Based on these findings, the D-value primarily captures qualitative structural integrity. Meanwhile, LAA is more sensitive to quantitative volumetric changes and functional shifts post-surgery. By performing evaluations using both indices, a more comprehensive assessment of the lung’s structural and functional remodelling can be achieved. In this context, the postoperative changes observed in both the D-value and %LAA suggest adaptive lung remodelling after lobectomy. Notably, in patients with COPD, postoperative pulmonary function was often better preserved than predicted, a finding that may be partly explained by these structural adaptations. Integrating these complementary indices with functional preservation assessed by MPFR provides a more comprehensive physiological framework for interpreting postoperative pulmonary function.

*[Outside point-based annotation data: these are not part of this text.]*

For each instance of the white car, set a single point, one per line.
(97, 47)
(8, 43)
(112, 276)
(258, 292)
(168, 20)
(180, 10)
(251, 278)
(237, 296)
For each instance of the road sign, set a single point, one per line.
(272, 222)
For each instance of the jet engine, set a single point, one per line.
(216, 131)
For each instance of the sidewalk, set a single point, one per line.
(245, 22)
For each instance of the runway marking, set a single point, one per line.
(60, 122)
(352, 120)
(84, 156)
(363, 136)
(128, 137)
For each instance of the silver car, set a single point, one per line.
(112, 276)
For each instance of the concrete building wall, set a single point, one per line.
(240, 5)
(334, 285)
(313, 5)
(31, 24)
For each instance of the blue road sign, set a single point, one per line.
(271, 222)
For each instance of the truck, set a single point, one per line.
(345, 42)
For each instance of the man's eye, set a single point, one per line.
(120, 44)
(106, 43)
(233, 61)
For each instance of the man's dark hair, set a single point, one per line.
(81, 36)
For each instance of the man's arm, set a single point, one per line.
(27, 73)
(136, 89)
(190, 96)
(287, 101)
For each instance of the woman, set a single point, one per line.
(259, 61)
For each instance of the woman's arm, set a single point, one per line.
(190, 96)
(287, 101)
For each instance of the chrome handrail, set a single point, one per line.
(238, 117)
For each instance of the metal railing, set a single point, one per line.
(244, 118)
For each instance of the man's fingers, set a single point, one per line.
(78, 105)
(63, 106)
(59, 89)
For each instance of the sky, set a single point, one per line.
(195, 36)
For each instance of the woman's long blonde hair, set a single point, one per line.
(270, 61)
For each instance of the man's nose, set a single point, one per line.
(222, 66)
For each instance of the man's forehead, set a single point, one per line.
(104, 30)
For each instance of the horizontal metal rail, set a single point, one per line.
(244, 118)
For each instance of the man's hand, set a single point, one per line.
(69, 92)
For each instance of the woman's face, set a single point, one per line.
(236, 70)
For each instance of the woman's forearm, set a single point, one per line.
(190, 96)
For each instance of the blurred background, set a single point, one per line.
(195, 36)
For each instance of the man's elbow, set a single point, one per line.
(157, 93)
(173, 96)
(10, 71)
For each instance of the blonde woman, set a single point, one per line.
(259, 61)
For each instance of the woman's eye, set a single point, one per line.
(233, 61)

Further, even in cases where emphysema is localized, the postoperative functional retention rate (measured-to-predicted FEV1.0 ratio) remained consistent, regardless of whether the resected lobe was more emphysematous or not. This finding indicated that the compensatory capacity of the residual lung is influenced more by the overall lung condition rather than the emphysema distribution pattern within specific lobes. Therefore, postoperative function is maintained whether emphysematous or normal lung segments are resected during surgery. This result emphasizes the importance of global lung mechanics over local anatomical factors.
These findings should be interpreted in the context of the retrospective study design and potential selection bias. Accordingly, the present results are descriptive in nature and intended to provide a physiological framework for understanding postoperative lung remodelling rather than to establish causality.
This study has several limitations. First, it was a retrospective single-centre study; hence, selection bias might have been introduced. Postoperative spirometry and 3D-CT were performed selectively rather than systematically at the 6-month follow-ups. Patients who did not undergo these examinations were excluded from our analysis. This may have introduced selection bias. Second, although 3D-CT cluster analysis provides detailed structural information, it cannot completely assess functional heterogeneity such as regional ventilation and perfusion. Third, the diffusion capacity of the lung for carbon monoxide, an important indicator of gas exchange efficiency and microvascular involvement, was not evaluated in this study. This omission limited the interpretation of functional reserve and might affect the assessment of volume reduction effects, particularly in emphysema-predominant patients. Finally, postoperative changes were assessed only after 6 months, and longer-term remodelling or functional decline remains unaddressed. The definition of COPD was also based on spirometric criteria, which may not completely capture distinct emphysema- and airway-dominant phenotypes.
CONCLUSION
In patients with COPD, postoperative functional preservation is likely attributed to a volume reduction effect. Meanwhile, patients with non-COPD exhibit compensatory overexpansion of the residual lung. Combined structural (D-value) and volumetric (LAA) assessments allow a comprehensive evaluation of postoperative lung remodelling, regardless of emphysema distribution patterns.